A good friend of mine is heading to Europe for a month to enjoy a much needed vacation – I am very jealous, but happy for him. I have always wanted to see the sights, enjoy the history, marvel in the architecture, and sample the beers fresh from the old world. For now I will have to enjoy the beers vicariously through Calvin – keep your eyes open for the good stuff mate!
Calvin is not as much of a beer geek as I, so I thought I would give him a hand and point him in the right direction. So here is a brief list of some of the beers and breweries that you should look out for in the different cities you will be venturing too, Calvin. I have never been over there, so if anyone has some suggestions, please drop them in here.
London, England: One of the world’s historically rich beer nations is known for full flavored, but only moderately strong beers. The notion of a 5% standard does not exist, and you will see beers as low as 3.5 or even 2.5% commonly served on draught. There is a plethora of great beer to be found in England, but keep you eyes open for:
Elgood’s: Elgood’s is now one of England’s most progressive breweries in the British Isles – the 5th generation of family brewers are still though brewing beers the traditional way. Look for the Black Dog (a 3.6% Mild Ale with solid malty roast and a rich hop backbone) and the Greyhound Strong Bitter (a 5.2% Strong Bitter with dark fruit, brown sugar and roasted malts all over).

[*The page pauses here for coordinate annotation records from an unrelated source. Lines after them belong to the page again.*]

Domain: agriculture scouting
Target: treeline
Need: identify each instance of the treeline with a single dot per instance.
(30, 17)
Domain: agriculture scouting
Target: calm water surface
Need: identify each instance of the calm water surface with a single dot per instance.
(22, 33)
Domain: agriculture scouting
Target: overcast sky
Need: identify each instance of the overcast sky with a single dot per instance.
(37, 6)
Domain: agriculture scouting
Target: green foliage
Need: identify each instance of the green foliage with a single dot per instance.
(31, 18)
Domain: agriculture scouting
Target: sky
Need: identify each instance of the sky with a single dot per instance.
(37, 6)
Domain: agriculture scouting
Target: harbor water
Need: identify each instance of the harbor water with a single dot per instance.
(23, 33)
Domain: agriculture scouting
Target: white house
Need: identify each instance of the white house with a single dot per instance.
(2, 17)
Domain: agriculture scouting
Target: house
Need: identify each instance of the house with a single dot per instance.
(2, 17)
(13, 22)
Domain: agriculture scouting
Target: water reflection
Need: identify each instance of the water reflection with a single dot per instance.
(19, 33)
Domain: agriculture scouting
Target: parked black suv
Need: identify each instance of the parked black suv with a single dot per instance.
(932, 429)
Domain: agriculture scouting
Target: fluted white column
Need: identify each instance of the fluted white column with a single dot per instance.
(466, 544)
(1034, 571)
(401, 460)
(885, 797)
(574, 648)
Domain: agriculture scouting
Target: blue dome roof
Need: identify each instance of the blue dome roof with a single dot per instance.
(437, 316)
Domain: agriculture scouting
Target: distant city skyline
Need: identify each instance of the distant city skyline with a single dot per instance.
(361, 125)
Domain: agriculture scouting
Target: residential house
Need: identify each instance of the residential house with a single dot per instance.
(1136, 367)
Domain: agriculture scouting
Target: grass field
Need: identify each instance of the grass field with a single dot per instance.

Fuller’s: One of the most widely known of all English breweries is also probably the best traveled. We get many Fuller’s beers here in the bottle, so don’t waste your time. What you should be looking for is a Fuller’s pub. They will be serving beer via Hand Pump and on cask. This style of beer originated in England, and many consider it the only way to drink real beer.
JW Lees: Since 1878 this Manchester brewery has produced some of the most traditional, as well as most striking English Ales. Many of their vintage beers that you can find now are aged in whisky barrels and date back to the early 2000’s. Try the Moonraker (a 7.5% Barleywine with big fruit, roasty malt, and a semisweet dry finish) and the Bitter (this classic English bitter is 4% with layers of creamy malt and a clean citrus finish).
Meantime: One of England’s newest award winning breweries produces some remarkable beers. Their modern branding and bottle design helps them stand out in a country filled with heritage. Look for the Chocolate Beer (a 6.5% crisp malty beer with clean flavors of chocolate and vanilla) and the India Pale Ale (this is 7.5% and should be a proper representation of the original pale ales brewed for India).
Amsterdam, The Netherlands: Amsterdam is not necessarily known for their beer, however the Dutch do love good beer, and as such there is a great supply of it. Many of the best breweries will be small and largely unknown, so you should keep your eyes open for small, hole in the wall pubs serving their own beers on draught.
La Trappe: This is the only Trappist Brewery outside of Belgium, located in Eindovenseweg Netherlands. You should be able to find their beers at least in bottle all across Amsterdam, I highly recommend the Witte (a refreshing Abbey Witbier at 5.5% with soft fruity sensations and a clean wheaty finish) and the Dubbel (a 7% Belgian Style Dubbel rich in fruity malts and soothing with a creamy mouthfeel).
Scheldebrouwerij: One of the oldest Dutch Breweries is expanding rapidly and still produces some massively flavorful beers. Keep you eyes open for Schoenlappertje (a 6.5% fruit beer brewed with blackcurrants that has a bright, sweet fruity flavor with a balancing touch of acidity) and Strandgaper (a 6.2 amber beer with biscuit, orange and elderflower flavors and a clean peppery finish).
Lindeboom: Since 1870, the country’s smallest surviving lager brewer has produced some of the best Pilsners to exist. Go try the Venloosch (a 5% Altbier with a sugary and fruity aroma but a dry and hoppy taste) or the Oud Bruin (a 3.5% fruity dark beer that it totally unique to the Netherlands).